Они почти не говорили после того вечера. Во время еды перебрасывались словами, без которых не обойтись. Тангар, верно, даже радовался, что лишнего болтать с ней не приходится, а Маритха… не то чтобы обиду затаила, но и набиваться к нему в знакомые ничуть не хотелось. Рука его еще не отошла, волдыри полопались, и каждое утро он мазал ее жиром и заматывал какой-то тряпкой. Девушка больше с помощью не спешила. Ему ее забота не нужна. Да и ей желания нет заботиться.
Из клетки, как оказалось, Маритха так и не выбралась. Тангар строго-настрого наказал сидеть в носилках и не высовываться. Каждую ночь он сторожил снаружи, прямо на спине огромного тарпа. Не слезая, вслушивался в ночь, вглядывался в темень, подсвеченную Малой Луной. Когда его очередь стражу стоять, указывал тот из хранителей Покровителя, что вечером весь обоз обходил. Все они были Тангару знакомы, и все как один не показывали никакого интереса к подельнику бывшего своего товарища. Не иначе как Великий постарался. Но хранитель Маритхи на чудо полагаться не желал, и потому сразу же придумал для нее какую-то непонятную здешнюю лихоманку.
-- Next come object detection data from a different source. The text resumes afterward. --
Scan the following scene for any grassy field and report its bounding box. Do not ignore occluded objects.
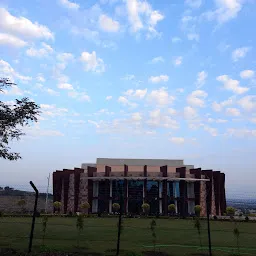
[0,217,256,256]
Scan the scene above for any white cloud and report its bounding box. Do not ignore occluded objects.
[131,112,142,122]
[44,88,59,96]
[203,125,218,137]
[184,106,198,119]
[204,0,242,24]
[187,90,208,108]
[68,90,91,102]
[124,88,148,99]
[147,109,179,129]
[59,0,80,10]
[121,75,135,81]
[58,83,74,90]
[126,0,164,38]
[196,70,208,88]
[212,97,235,112]
[80,51,105,73]
[149,56,164,64]
[147,87,175,106]
[0,60,32,83]
[185,0,202,8]
[226,128,256,137]
[0,8,54,39]
[169,137,185,144]
[168,108,177,116]
[117,96,137,107]
[40,104,68,117]
[3,85,24,96]
[226,108,240,116]
[36,74,45,83]
[173,56,183,66]
[57,52,74,63]
[99,14,120,32]
[26,43,53,58]
[237,95,256,111]
[216,75,249,94]
[148,75,169,84]
[240,69,254,79]
[232,47,250,61]
[172,36,181,43]
[187,33,200,42]
[0,33,27,48]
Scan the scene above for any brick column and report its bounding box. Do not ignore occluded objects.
[123,165,129,214]
[67,173,75,212]
[159,165,168,215]
[143,165,148,203]
[176,167,187,217]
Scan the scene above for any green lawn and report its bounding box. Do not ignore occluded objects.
[0,217,256,256]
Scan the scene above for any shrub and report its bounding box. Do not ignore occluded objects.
[194,205,202,217]
[141,203,150,214]
[112,203,120,212]
[168,204,176,215]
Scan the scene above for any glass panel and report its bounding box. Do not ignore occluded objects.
[128,180,144,214]
[147,180,159,215]
[98,180,110,213]
[112,180,125,204]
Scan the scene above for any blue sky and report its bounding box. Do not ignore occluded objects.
[0,0,256,197]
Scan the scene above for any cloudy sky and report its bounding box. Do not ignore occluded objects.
[0,0,256,197]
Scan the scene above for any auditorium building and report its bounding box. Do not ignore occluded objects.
[53,158,226,216]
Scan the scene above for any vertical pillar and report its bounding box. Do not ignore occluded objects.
[176,167,187,217]
[158,181,163,214]
[143,165,148,203]
[87,166,97,211]
[108,180,113,213]
[160,165,168,215]
[123,165,128,214]
[74,168,83,212]
[92,181,99,213]
[202,170,213,214]
[104,166,112,213]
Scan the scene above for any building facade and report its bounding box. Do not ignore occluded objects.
[53,158,226,216]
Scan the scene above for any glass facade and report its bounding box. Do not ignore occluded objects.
[112,180,125,203]
[146,180,159,215]
[128,180,144,214]
[98,180,110,213]
[92,180,195,215]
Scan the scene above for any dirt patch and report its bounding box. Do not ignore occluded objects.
[0,248,102,256]
[142,251,171,256]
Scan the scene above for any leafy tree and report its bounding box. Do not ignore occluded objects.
[194,205,202,217]
[76,215,84,247]
[194,217,202,247]
[0,78,40,161]
[53,201,62,213]
[17,199,26,212]
[42,216,48,246]
[150,219,156,253]
[141,203,150,215]
[168,204,176,215]
[112,203,120,212]
[80,202,91,215]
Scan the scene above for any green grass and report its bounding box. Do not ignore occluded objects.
[0,217,256,256]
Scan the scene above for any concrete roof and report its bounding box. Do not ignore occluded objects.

А то вдруг кто заметит, что его спутник ночную стражу не стоит да глаз наружу показать боится. А так все понятно…
Случается, и нередко, скупо роняя слова, объяснял Тангар, что уже после самой Расселины неведомая хворь людей валит с ног. Бывает, подолгу валяются. Бывает, и вовсе на ноги не встают. Если силы есть и золото, то в Табалу возвращаются. Там им лучше становится. Только вот кто за золотом собирается, тот последнее у Моста отдает или почти последнее. Потому мало кто из хворых обратно выползает. Так и чахнут в Латиштре. Если кто приютит. Вот никто и не удивился, когда Тангар одному, другому невзначай уронил, что спутник его занемог. Теперь девушке совсем не нужно было показываться, а Тангару рисковать, если спросит кто, что за человека он с собою тянет. Про недужных не расспрашивали. Такая хворь — плохой знак от запретных земель. Не терпят они, значит, не выносят. Прочь идти указывают. А своя удача всем дорога, потому и нет внимания к недужным.
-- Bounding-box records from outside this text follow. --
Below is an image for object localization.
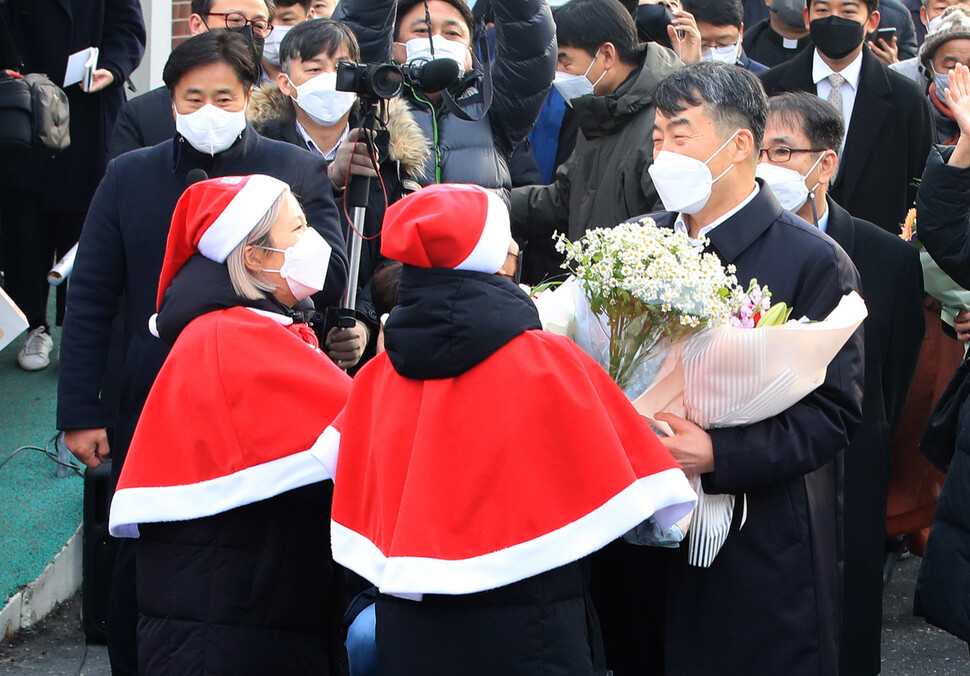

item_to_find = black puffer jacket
[136,256,344,676]
[914,146,970,643]
[333,0,556,191]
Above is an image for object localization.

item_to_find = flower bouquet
[536,219,866,566]
[899,209,970,328]
[537,218,737,400]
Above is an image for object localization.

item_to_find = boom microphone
[405,59,458,92]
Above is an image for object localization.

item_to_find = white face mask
[754,153,825,212]
[262,228,332,300]
[172,103,246,155]
[552,49,606,106]
[701,41,741,66]
[263,26,293,68]
[294,72,357,127]
[647,129,741,214]
[404,35,468,77]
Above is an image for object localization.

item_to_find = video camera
[337,59,458,101]
[337,61,404,101]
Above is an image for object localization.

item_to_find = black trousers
[0,189,87,329]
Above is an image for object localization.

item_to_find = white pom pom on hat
[381,183,512,274]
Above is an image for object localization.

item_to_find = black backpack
[0,6,71,166]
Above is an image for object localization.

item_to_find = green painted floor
[0,322,83,608]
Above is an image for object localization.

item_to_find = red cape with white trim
[109,307,351,537]
[331,330,695,596]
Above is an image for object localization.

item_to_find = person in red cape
[331,184,695,676]
[109,175,350,676]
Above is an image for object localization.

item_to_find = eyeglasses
[206,12,273,38]
[759,146,825,164]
Вот и выходит… и хорошо все вроде, и Тангар — молодец, складно в этот раз придумал, от всех ее отгородил, да сил уже нет. Хочется на вольный воздух, хочется кожею чувствовать ветер из пустошей, а не слушать его унылый свист. Хочется набрать полную грудь свободы, а не вонючего дыма. Не скоро ей, видно, все это придется.
Проклятый Ведатель был, как всегда, прав: бросал ее Великий Раванга из одной клетки в другую, а за какую вину? А если ему уж так невмочь, оттого что она какую-то дверь открыть может запросто, то почему одну тут кинул? Почему на Тангара оставил? Ведь объяснял все так складно… А Маритха уж ничего и не помнит из того, что он в Табале ночью говорил. Значит, и помнить нечего? Подумаешь, кто-то там что-то узнает! Да в путь за ними устремится! Ну и что? Если Великий сам Маритху беречь собирался? Что ему преследователи? Что ему Ведатели Храма? Что ему какой-то Покровитель Табалы, если сам Раванга никак не меньше Темного может? А что Аркаис этот делает, она уж повидала! От кого ж Маритхе хорониться, кроме как от главного врага? И кто ж ее от него сохранит, как не Великий? А Раванга, наоборот, одну бросил в пустоши. Одну! С узлами на Нити и страхом в сердце. Приходи, забирай, Аркаис! А ты, Маритха, держись, не поддавайся! Ты сама не знаешь своей силы! А сам был таков… Зови, говорил, а сколько раз он приходил, как она звала? Ни одного!